Namun saya yakin kata modifikasi merujuk pada penemuan sang dokter kalau zat yang diinjeksi mungkin mempunyai efek untuk mengurangi penggumpalan sel darah di otak. Rasanya ini bukanlan zat "pewarna". Tanpa informasi yang jelas mungkin pada modifikasi DSA, sang dokter menginjeksi Heparin (seperti disebut Pardossi) yang merupakan zat pengencer darah. Namun pencarian di jurnal ilmiah menunjukkan kalau pemakaian Heparin sendiri dalam DSA masih diperdebatkan karena ada yang menduga akan memberikan efek samping. Di sini saya sampai pada kesimpulan apakah metode "cuci darah" dengan metode modifikasi DSA memang memenuhi unsur etis dunia kedokteran ?
Placebo?
Tampaknya saat ini tidak ada bukti independen yang menunjukan kalau metode cuci darah memang efektif, setidaknya memiliki efek netral (tidak berbahaya namun tidak menyembuhkan). Yang ada hanyalah kesaksian sekelompok orang dari kalangan elit politik, militer dan hukum (bukan kedokteran) yang mengklaim telah disembuhkan dengan metode pengobatan tersebut. Ada kemungkinan kalau yang dilaporkan disini hanyalah efek Placebo.

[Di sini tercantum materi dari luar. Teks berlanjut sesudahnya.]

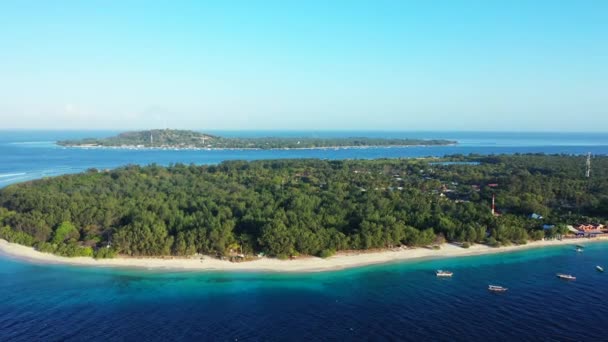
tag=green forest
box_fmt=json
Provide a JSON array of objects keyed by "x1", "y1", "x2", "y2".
[
  {"x1": 0, "y1": 154, "x2": 608, "y2": 258},
  {"x1": 57, "y1": 129, "x2": 456, "y2": 149}
]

Saat ini kalangan bio-farmasi dunia mulai mengakui kalau kekhasiatan obat banyak dipengaruhi oleh kerja antibodi sang pasien. Dalam hal ini obat placebo sekalipun mampu membuat sang pasien untuk meruban proses bio-kimia dalam tubuhnya untuk menghasilkan antibodi yang dibutuhkan. Hal ini bukan berarti bahwa intervensi medis tidak ada gunanya. Namun intervensi medis tersebut perlulah dibuktikan secara ilmiah. Akankah pasien-pasien yang merasa disembuhkan berpartisipasi dalam studi medis untuk melihak khasiat terapi "cuci otak" ?
Penutup
Jika memang studi ilmiah nantinya membuktikan efektivitas metode cuci darah, maka metode tersebut dapat diperkenalkan secara etis. Dan Sang Dokter tentunya dapat membawa metode ini ke tataran internasional.